It’s the first epoch. Loss obj_loss and cls_loss is unlikely to be optimized after batch 26, yet reg_loss remains shifting.
The training script:

    device = torch.device("cuda")
    dataloader_train = get_dataloader(train=True, batch_size=batch_size)
    dataset_val = VOCDetectionDataset(root="/data/sfy_projects/Datasets/VOC2007/VOCtrainval_06-Nov-2007", year="2007",
                                      image_set="val",
                                      transforms=get_transforms(train=False),
                                      show=False)
    coco_anno_path = "/data/sfy_projects/Datasets/VOC2007/VOCtrainval_06-Nov-2007/voc2007.val.cocoformat.json"

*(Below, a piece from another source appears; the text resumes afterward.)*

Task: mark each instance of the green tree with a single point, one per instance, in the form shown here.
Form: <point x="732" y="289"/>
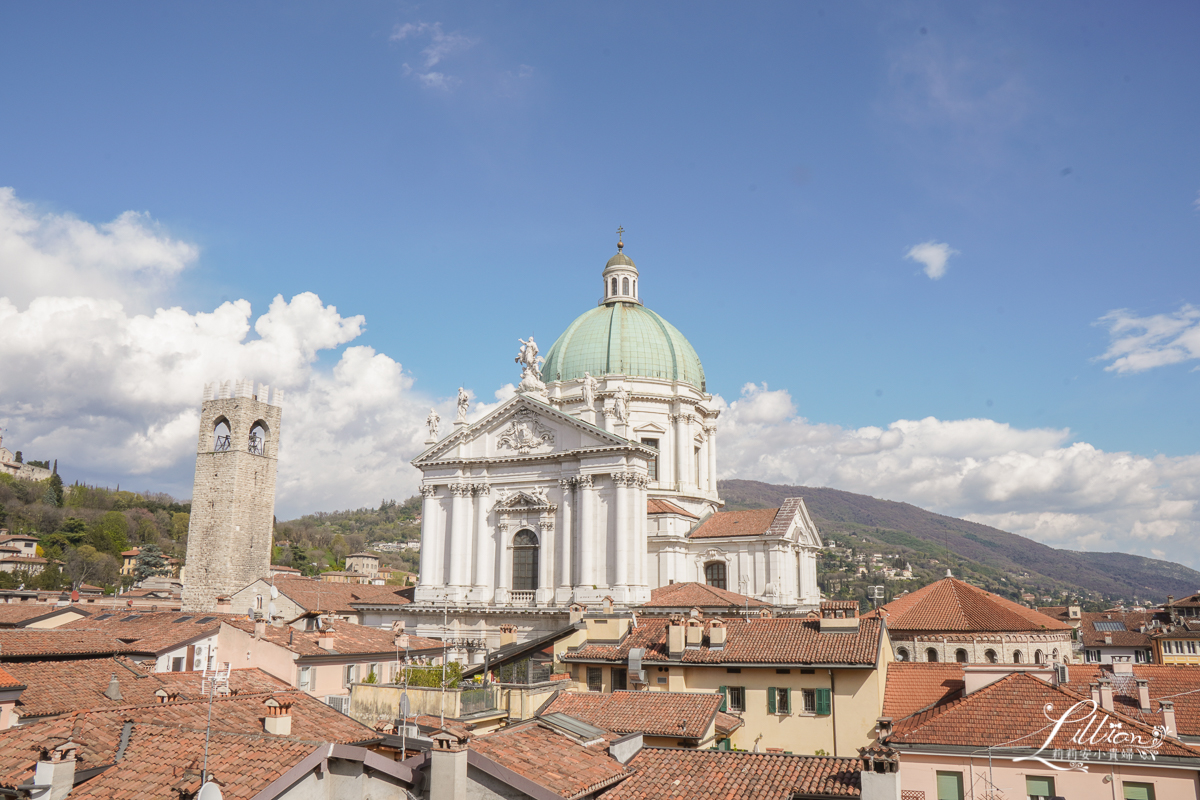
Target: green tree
<point x="150" y="563"/>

    model = YOLO(anchors=k_means_anchors["2007.train"], num_classes=20).to(device)
    optimizer = optim.SGD(model.parameters(), lr=learning_rate, momentum=0.9, weight_decay=1e-5)
    lr_scheduler = optim.lr_scheduler.ReduceLROnPlateau(optimizer, factor=0.1, patience=5, verbose=True)

    for epoch in range(epochs):
        print("----------------------  TRAINING  ---------------------- ")
        model.train()
        model.freeze_backbone(layers=3)
        model.freeze_bn(model.backbone)
        running_loss, running_objectness_loss, running_classification_loss, running_regression_loss = 0.0, 0.0, 0.0, 0.0
        for i, data in enumerate(dataloader_train):
            imgs, targets = data
            imgs = imgs.to(device)
            for target in targets:
                for obj in target["objects"]:
                    obj["class"] = obj["class"].to(device)
                    obj["bbox"] = obj["bbox"].to(device)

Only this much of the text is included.